ABSTRACT

The var gene encoded P. falciparum membrane protein-1 (PfEMP1) expressed at the infected red blood cell surface is an important target for the development of protective anti-malaria immunity and is implicated in the pathology of malaria through its ability to adhere to host endothelial receptors. Each parasite genome contains approximately 60 var gene copies and the parasite is thought to evade immune responses by presenting antigenically diverse PfEMP1 variants. It has been shown that a common and conserved subset of PfEMP1 is associated with severe malaria and thus expression of this subset may confer a selective advantage to the parasite in non-immune individuals, perhaps by allowing particularly efficacious endothelial sequestration and consequently high effective growth rates. This study aimed to define PfEMP1 subtypes and their functional differences.

The first fully sequenced P. falciparum genome (the 3D7 genome) enabled a comprehensive analysis of a single parasite's full var gene repertoire. The analysis showed that var genes can be divided into three major groups, A-C as well as at least three single copy inter-genomic conserved var genes var1-3 and allowed the design of both 3D7 var /PfEMP1 specific as well as universal var group specific real time PCR primers.

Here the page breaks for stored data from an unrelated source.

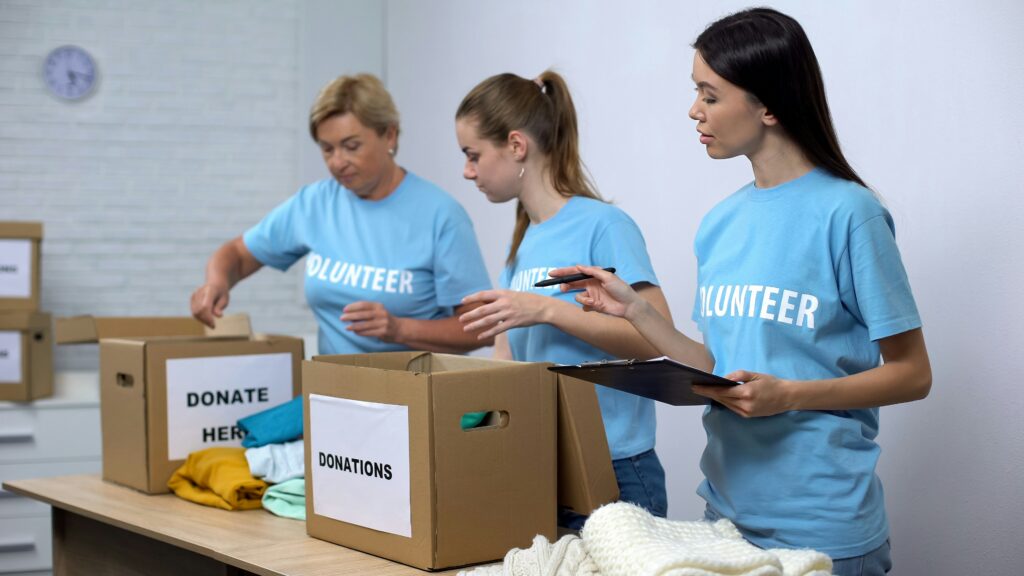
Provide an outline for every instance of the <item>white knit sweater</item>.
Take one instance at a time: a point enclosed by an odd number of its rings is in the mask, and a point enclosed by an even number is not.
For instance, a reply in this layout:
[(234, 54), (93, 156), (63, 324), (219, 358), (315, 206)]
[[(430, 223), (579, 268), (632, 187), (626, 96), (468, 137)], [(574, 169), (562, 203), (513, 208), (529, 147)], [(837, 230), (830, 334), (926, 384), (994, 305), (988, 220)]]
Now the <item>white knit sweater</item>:
[(537, 536), (500, 565), (466, 576), (828, 576), (832, 560), (813, 550), (762, 550), (728, 520), (678, 522), (616, 502), (594, 512), (583, 539)]
[(463, 570), (459, 576), (601, 576), (594, 560), (577, 536), (563, 536), (554, 544), (543, 536), (533, 539), (533, 546), (513, 548), (505, 561), (493, 566)]
[(603, 576), (827, 576), (832, 560), (813, 550), (762, 550), (728, 520), (678, 522), (616, 502), (595, 511), (583, 542)]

3D7 gene specific primers were used in real time PCR on 3D7 parasites isolated from experimentally infected malaria naïve volunteers. The study revealed that all var genes are transcribed at liver release but that var genes of type A were among the lowest transcribed and an increased expression of a subset of A and B var genes in parasites exhibiting with high multiplication rates. The 3D7 var gene specific primers were also applied to investigate the var gene transcription in the sexual stages of the parasite life cycle. The study showed that transcription in gametocytes is unlinked to var transcription in their asexual progenitors and suggested a programmed var transcription in favour of var group C genes.

Finally, the genetic organization of var genes was exploited to design var gene group specific primers for the investigation of var transcription in parasites collected from malaria infected Tanzanian children. Transcription of var group A and B genes were found to be higher in parasites from individuals suffering from severe malaria compared to parasites from individuals with uncomplicated malaria, whereas genes belonging to group C were transcribed at similar levels in both patient groups.

In conclusion, the present dissertation suggests that var subtypes can be defined based on primary sequence similarities, and that these represent a functional diversification of the PfEMP1 family that has relevance for the disease outcome. Further elucidation of var subfamilies and their function are important for the development of a PfEMP1 based anti-malaria vaccine.